# Hello from a newbie obviously with a problem



## Eyedee (Sep 13, 2010)

Hello,

Always a coffee lover I recently got a Gaggia Baby from the dreaded ebay. Worked ok for a while but today the rate of flow deteriorated dramatically. I stripped it down, meaning, cleaned the showerhead meticulously, undid the water disperser thing with the allen screws and cleaned that. Only a slight improvement, not enough water coming out to even brew an espresso.

Must be a blockage somewhere seems the obvious answer.

Can anyone suggest solutions please.

Ian


----------



## ChiarasDad (Mar 21, 2010)

Have you run some descaler through it? That's what I'd try first. There are a number of descaler products available for espresso machines, but I believe Glenn recommends tartaric acid for the aluminum boilers in the Gaggias.


----------



## Glenn (Jun 14, 2008)

When you place you order for the Iberital MC2 then add this to it.

Works like a dream in Gaggia machines


----------



## Eyedee (Sep 13, 2010)

Thanks for your comments.

Do you think a backflush would be any help????


----------



## Eyedee (Sep 13, 2010)

THANK YOU, THANK YOU THANK YOU, it worked, I must admit that I did have massive sceptism as to why a descaler in a soft water area was necessary but it worked.

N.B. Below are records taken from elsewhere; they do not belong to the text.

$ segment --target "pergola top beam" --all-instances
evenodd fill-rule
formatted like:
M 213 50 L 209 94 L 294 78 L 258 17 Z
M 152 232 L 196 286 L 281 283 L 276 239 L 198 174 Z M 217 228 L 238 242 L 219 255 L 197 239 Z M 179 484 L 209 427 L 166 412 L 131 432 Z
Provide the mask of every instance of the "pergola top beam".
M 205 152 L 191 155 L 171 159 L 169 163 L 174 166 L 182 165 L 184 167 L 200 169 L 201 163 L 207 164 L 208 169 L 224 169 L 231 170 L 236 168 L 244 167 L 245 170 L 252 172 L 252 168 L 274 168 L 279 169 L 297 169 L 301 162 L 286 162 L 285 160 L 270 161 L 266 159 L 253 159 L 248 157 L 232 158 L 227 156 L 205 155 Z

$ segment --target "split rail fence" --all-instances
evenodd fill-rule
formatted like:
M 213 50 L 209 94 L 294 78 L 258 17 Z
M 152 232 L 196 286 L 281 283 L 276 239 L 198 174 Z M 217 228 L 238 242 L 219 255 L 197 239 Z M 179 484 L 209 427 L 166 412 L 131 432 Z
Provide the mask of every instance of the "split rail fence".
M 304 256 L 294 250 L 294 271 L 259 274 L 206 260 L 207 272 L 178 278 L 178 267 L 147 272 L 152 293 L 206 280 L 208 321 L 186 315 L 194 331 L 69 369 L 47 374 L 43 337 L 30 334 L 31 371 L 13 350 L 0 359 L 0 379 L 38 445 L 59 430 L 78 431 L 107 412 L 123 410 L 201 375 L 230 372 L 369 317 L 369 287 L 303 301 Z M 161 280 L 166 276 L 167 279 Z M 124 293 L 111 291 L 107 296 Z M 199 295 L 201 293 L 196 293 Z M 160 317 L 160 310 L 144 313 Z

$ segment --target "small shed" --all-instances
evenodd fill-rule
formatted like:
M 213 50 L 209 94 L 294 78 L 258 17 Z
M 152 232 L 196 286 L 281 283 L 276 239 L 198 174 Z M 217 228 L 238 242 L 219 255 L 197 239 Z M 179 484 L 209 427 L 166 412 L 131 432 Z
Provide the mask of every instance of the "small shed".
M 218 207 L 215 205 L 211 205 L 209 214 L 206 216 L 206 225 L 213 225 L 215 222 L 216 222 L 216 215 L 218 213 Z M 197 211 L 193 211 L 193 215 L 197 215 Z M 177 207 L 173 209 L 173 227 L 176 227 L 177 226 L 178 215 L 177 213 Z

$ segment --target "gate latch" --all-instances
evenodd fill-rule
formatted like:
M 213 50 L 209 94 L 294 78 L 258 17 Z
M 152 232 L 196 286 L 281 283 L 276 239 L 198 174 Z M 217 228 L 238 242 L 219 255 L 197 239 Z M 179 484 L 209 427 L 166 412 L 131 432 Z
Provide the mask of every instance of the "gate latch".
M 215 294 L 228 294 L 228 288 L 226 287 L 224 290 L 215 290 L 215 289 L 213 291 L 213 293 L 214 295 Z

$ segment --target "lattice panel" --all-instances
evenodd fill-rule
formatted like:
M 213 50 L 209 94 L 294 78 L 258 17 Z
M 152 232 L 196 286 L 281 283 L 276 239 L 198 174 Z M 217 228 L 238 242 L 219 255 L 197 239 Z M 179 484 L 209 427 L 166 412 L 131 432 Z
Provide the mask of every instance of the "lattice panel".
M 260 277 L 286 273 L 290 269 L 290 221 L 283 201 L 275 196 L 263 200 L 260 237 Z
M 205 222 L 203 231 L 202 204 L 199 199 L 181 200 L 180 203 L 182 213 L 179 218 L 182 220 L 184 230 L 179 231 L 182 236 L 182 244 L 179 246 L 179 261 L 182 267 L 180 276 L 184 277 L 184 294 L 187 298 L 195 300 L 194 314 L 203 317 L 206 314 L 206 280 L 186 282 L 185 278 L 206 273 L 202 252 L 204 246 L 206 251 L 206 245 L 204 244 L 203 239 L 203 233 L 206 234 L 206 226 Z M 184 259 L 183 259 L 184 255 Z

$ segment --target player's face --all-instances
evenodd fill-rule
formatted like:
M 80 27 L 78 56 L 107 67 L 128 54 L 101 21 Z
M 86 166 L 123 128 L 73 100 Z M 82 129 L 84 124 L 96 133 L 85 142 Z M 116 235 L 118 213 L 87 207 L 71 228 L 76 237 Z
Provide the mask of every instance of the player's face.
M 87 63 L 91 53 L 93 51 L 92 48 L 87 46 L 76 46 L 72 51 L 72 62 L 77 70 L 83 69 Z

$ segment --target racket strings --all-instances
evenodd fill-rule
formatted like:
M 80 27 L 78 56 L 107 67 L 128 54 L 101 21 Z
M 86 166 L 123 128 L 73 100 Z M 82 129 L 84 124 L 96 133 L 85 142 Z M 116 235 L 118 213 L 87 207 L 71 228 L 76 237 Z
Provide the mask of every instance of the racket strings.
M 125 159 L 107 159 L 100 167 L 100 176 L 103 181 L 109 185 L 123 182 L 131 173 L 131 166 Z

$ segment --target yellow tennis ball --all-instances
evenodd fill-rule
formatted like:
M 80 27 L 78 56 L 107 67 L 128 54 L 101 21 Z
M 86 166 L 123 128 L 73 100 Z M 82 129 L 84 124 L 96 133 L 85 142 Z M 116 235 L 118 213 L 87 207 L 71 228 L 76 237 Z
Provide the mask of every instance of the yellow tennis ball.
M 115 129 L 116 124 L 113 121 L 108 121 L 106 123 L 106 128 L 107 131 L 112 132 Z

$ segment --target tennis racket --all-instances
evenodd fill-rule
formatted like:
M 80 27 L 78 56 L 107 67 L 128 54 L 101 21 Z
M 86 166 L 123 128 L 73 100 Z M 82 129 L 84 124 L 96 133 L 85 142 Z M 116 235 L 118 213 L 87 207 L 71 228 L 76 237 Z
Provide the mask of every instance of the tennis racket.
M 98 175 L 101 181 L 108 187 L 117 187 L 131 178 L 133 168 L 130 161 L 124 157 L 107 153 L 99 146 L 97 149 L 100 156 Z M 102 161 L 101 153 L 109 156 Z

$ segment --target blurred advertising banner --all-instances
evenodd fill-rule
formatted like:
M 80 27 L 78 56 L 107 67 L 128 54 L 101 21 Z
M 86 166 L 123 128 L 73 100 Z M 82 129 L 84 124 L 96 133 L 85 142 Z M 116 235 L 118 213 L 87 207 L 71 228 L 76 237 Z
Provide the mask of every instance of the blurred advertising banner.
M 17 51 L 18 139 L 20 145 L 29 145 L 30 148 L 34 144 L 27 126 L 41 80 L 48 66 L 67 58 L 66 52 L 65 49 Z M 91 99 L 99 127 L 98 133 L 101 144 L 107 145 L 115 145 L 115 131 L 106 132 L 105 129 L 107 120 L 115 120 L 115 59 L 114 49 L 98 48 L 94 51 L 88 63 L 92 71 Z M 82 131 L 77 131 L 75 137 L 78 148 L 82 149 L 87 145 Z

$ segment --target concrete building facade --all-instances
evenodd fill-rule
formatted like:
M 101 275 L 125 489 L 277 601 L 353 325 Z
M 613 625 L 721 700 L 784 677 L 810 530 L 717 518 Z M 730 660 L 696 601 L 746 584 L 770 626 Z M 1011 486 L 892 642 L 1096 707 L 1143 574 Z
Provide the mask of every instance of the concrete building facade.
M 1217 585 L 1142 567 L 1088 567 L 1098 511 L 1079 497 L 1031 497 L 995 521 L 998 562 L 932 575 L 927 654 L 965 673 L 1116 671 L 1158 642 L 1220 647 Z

I also backflushed while I was in cleaning mode, had a bit of rubber that I could cut to fit the base of portafilter and I was away, no crap came out with bckflushing but at least I experienced the operation.

Although descaling was done while cold I guessed the backflushing had to be done warm as the powder has to dissolve almost instantly.

Now to get scales and cheap beans, the Iberital awaits to give me another learning curve, lets hope its not too steep.


----------



## Glenn (Jun 14, 2008)

This Iberital MC2 Manual may help


----------



## BanishInstant (Oct 12, 2009)

You'll grow to love both machines, and keep tweaking your technique. I've responded to your PM.


----------